Case example is ideal for molecular diagnosis by PCR (polymerase chain reaction) M. hominis culture not readily available and not very sensitive – Even the reference lab would rather do PCR Also detected by universal bacterial PCR for 16S ribosomal sequences Will PCR replace all other testing for infections? Answer: nope
Where you would not use PCR Well standardized diagnostic approach detects with clinically appropriate sensitivity/specificity – Antigen (throat swab for group A Strep) – Antibody (West Nile virus meningoencephalitis) – Culture (abscess I&D) Main hazard of PCR is cross-contamination that is eliminated by proper lab practices
Apply the best test for the specimen Cutaneous HSV lesion: viral culture for HSV appropriate sensitivity, cost and availability CSF for HSV encephalitis: PCR necessary for sufficient sensitivity
You may have learned Recommendations for neonatal HSV have become more aggressive – dose and duration of IV acyclovir – pre-emptive treatment of known perinatal exposure – suppressive oral acyclovir after IV treatment Congenital CMV causes delayed-onset hearing loss missed by newborn hearing screening. Antiviral therapy is used selectively for symptomatic congenital CMV. Valganciclovir oral dosing allows duration of therapy that may prevent progressive hearing loss.
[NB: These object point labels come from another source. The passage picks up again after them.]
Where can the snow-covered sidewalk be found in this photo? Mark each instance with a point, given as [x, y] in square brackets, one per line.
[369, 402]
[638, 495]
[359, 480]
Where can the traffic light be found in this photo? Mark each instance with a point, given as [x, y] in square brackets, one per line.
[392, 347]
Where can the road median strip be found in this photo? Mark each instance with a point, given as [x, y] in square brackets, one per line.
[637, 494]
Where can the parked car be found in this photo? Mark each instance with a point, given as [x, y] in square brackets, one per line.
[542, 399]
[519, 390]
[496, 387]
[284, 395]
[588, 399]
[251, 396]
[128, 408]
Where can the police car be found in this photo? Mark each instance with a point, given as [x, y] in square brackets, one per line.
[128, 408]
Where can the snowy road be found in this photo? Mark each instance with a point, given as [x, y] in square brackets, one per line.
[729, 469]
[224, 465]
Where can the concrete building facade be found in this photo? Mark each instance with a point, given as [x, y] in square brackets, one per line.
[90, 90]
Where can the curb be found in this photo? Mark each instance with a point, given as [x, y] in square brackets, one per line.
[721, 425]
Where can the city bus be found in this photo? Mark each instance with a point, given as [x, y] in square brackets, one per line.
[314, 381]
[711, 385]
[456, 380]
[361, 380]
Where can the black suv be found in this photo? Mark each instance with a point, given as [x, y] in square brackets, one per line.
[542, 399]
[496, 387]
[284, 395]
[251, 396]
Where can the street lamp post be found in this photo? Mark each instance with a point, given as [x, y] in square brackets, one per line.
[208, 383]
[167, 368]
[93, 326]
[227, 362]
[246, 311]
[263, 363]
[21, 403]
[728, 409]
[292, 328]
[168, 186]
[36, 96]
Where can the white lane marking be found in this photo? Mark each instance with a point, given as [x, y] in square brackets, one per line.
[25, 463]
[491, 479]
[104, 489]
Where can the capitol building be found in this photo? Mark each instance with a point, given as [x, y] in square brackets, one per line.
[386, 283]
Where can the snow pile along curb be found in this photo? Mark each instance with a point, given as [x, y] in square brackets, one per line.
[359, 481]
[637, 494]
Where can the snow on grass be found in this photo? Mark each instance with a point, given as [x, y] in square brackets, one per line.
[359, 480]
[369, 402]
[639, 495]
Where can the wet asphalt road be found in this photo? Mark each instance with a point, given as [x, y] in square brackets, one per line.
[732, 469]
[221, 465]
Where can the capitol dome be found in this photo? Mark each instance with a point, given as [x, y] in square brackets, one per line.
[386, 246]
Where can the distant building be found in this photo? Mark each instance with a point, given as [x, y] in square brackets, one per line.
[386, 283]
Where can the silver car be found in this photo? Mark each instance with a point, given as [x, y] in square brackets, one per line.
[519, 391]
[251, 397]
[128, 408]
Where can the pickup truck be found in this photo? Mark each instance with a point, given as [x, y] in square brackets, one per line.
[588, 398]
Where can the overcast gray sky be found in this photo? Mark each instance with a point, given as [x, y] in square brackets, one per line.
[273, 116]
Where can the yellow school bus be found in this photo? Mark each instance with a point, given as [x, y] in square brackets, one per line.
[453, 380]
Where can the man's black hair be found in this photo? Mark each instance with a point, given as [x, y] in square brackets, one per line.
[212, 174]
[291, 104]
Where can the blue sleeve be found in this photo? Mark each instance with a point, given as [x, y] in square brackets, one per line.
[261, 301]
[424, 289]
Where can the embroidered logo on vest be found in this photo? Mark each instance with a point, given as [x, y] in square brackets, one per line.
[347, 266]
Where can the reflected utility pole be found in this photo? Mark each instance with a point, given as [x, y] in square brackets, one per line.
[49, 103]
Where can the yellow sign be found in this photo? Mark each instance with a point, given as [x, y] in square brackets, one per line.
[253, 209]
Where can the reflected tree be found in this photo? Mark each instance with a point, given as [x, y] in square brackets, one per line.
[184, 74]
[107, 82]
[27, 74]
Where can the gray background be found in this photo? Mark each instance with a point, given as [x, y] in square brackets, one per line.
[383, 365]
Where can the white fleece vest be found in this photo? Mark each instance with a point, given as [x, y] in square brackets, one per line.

You may have learned Perinatal prophylaxis for hepatitis B with HBIG and HB vaccine fails to prevent infection 5% of cases, so follow-up testing for infant is important. Role for maternal antiviral therapy is developing and appears to be safe. No consistent consequences on infant neurodevelopment result from Lyme disease in pregnancy. Ebolavirus in pregnancy is nearly always associated with death of mother and fetus. Molecular testing by PCR identifies some perinatal infections that traditional microbiology or serology testing fails.